It didn’t take long for another vacancy to crop up in Jefferson County’s 23rd Judicial Circuit.
Troy Cardona, who has been the county’s Div. 6 circuit judge since the job was created in 2006, has announced he will resign his seat at the end of this year.
He sent a letter to Gov. Mike Parson’s office on Nov. 28 saying he will resign effective Dec. 31.
Cardona, 59, of Herculaneum said “it was time” for him to retire and have more free time to do other things in life.
“It’s been my privilege since being elected in 2006 to serve the state of Missouri and the citizens of Jefferson County,” he said. “God has blessed me in so many ways.

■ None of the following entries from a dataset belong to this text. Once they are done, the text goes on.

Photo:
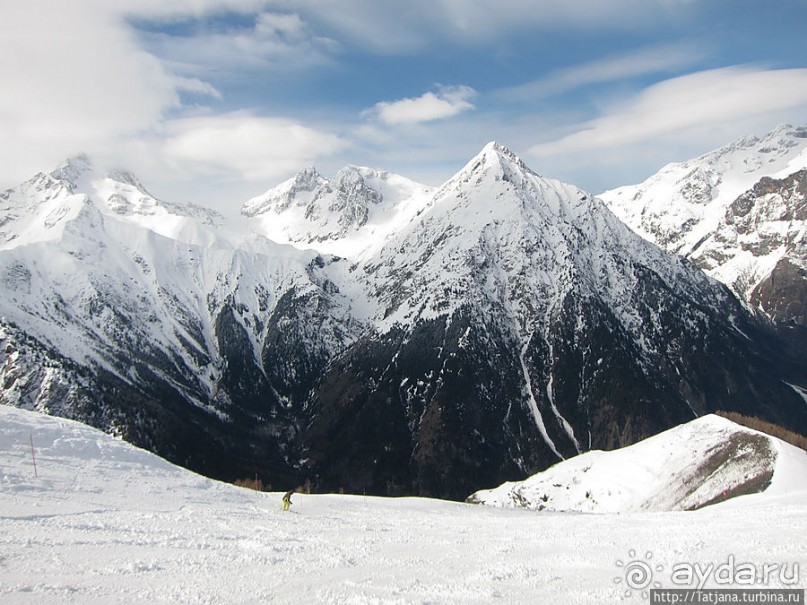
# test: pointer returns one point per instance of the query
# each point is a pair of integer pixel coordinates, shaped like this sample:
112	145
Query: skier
287	499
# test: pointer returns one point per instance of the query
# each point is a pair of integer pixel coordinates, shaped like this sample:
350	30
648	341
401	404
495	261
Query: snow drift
703	462
103	522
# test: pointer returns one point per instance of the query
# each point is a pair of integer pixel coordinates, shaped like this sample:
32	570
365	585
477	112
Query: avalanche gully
367	332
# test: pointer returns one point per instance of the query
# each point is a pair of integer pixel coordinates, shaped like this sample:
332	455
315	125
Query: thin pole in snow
33	455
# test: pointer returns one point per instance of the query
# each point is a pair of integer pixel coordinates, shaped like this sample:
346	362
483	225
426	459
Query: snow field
107	523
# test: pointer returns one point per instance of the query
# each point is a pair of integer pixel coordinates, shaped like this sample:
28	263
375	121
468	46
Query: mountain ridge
447	338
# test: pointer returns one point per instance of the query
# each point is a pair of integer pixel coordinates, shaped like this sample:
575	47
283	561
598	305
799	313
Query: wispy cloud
642	62
241	145
280	42
447	102
703	99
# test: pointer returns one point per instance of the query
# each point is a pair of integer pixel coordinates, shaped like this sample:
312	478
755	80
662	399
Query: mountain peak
73	169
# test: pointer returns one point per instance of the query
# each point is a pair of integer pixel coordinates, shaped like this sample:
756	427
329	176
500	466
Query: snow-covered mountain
738	212
396	339
703	462
100	521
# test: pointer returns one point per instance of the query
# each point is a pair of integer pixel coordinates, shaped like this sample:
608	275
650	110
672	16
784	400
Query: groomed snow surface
104	522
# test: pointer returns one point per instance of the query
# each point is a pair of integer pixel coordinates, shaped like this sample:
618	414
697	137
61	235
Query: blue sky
214	101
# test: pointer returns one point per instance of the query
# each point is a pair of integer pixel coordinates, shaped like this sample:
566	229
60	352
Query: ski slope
103	522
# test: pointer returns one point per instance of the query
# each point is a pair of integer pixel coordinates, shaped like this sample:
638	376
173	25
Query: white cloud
652	60
406	27
705	99
447	102
243	146
281	42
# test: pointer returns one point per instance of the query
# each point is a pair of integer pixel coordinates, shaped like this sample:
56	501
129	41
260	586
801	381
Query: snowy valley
91	519
369	333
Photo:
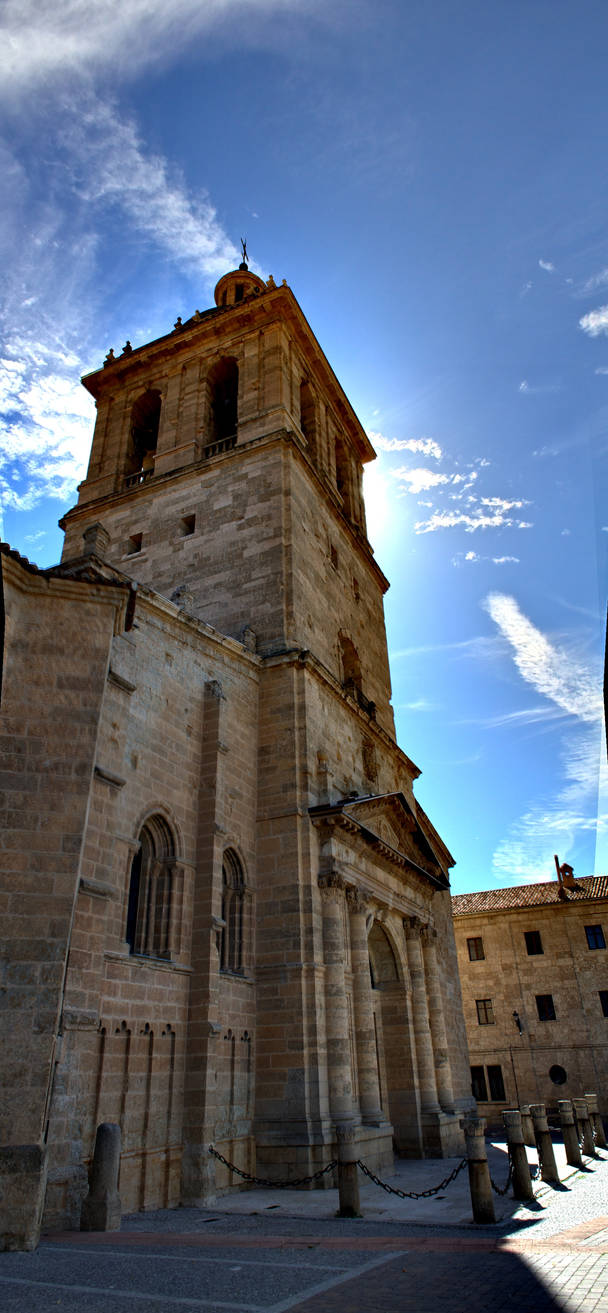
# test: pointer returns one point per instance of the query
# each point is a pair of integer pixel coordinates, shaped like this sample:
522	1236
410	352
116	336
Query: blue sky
430	177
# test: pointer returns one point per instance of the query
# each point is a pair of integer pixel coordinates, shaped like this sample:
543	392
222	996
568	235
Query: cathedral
226	919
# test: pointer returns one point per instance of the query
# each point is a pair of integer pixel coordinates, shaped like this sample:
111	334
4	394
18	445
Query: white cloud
41	41
470	523
420	445
110	167
550	670
574	689
596	322
598	280
419	479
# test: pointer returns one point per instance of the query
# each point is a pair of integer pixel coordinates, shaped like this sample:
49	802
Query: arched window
233	914
151	892
382	965
351	666
223	385
307	415
143	432
344	475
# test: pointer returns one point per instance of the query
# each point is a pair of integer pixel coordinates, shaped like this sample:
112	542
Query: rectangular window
485	1011
533	942
478	1085
476	949
497	1083
545	1007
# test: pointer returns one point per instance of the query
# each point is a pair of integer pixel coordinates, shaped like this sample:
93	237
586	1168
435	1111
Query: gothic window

But my sister passed away unexpectedly a few years ago, and I’m looking at 60 (his birthday is in February), so why wouldn’t I take advantage of what’s been given me? Life is short.”
The 23rd Circuit, which was expanded to its current complement of six circuit judges and six associate circuit judges in 2006, has been down an associate circuit judge most of the year after Div. 11 Associate Circuit Judge Ed Page was appointed to the Div. 2 circuit judge slot to succeed longtime jurist Darrell Missey, who was appointed by Gov. Mike Parson to direct the state’s Children’s Division.
Former county Municipal Judge Julianne “Juli” Platz Hand won the August election for the Div. 11 seat and she will be sworn in after the first of the year.
Another vacancy opened up in early November, after Div. 3 Circuit Judge Dianna Bartels resigned, but Parson moved quickly to appoint Travis Partney, a Jefferson County assistant prosecuting attorney who had defeated Bartels in the August election, to replace her.
Parson’s office has posted the Div. 6 vacancy on the state’s website (boards.mo.gov).
“I had contacted the governor’s office about the vacancy,” said Presiding Judge Brenda Stacey. “I was given every indication that they would move quickly to fill the space.”
The eventual appointee will serve through the end of 2024, when Cardona’s third six-year term would have expired.
“I’ll hope that Gov. Parson has mercy on us here and appoints someone relatively quickly,” Stacey said. “We’ll see. It’s always possible that an associate will apply to move up, which would then in turn create another vacancy, as we had with Judge Page. We’ll have to see how it all plays out.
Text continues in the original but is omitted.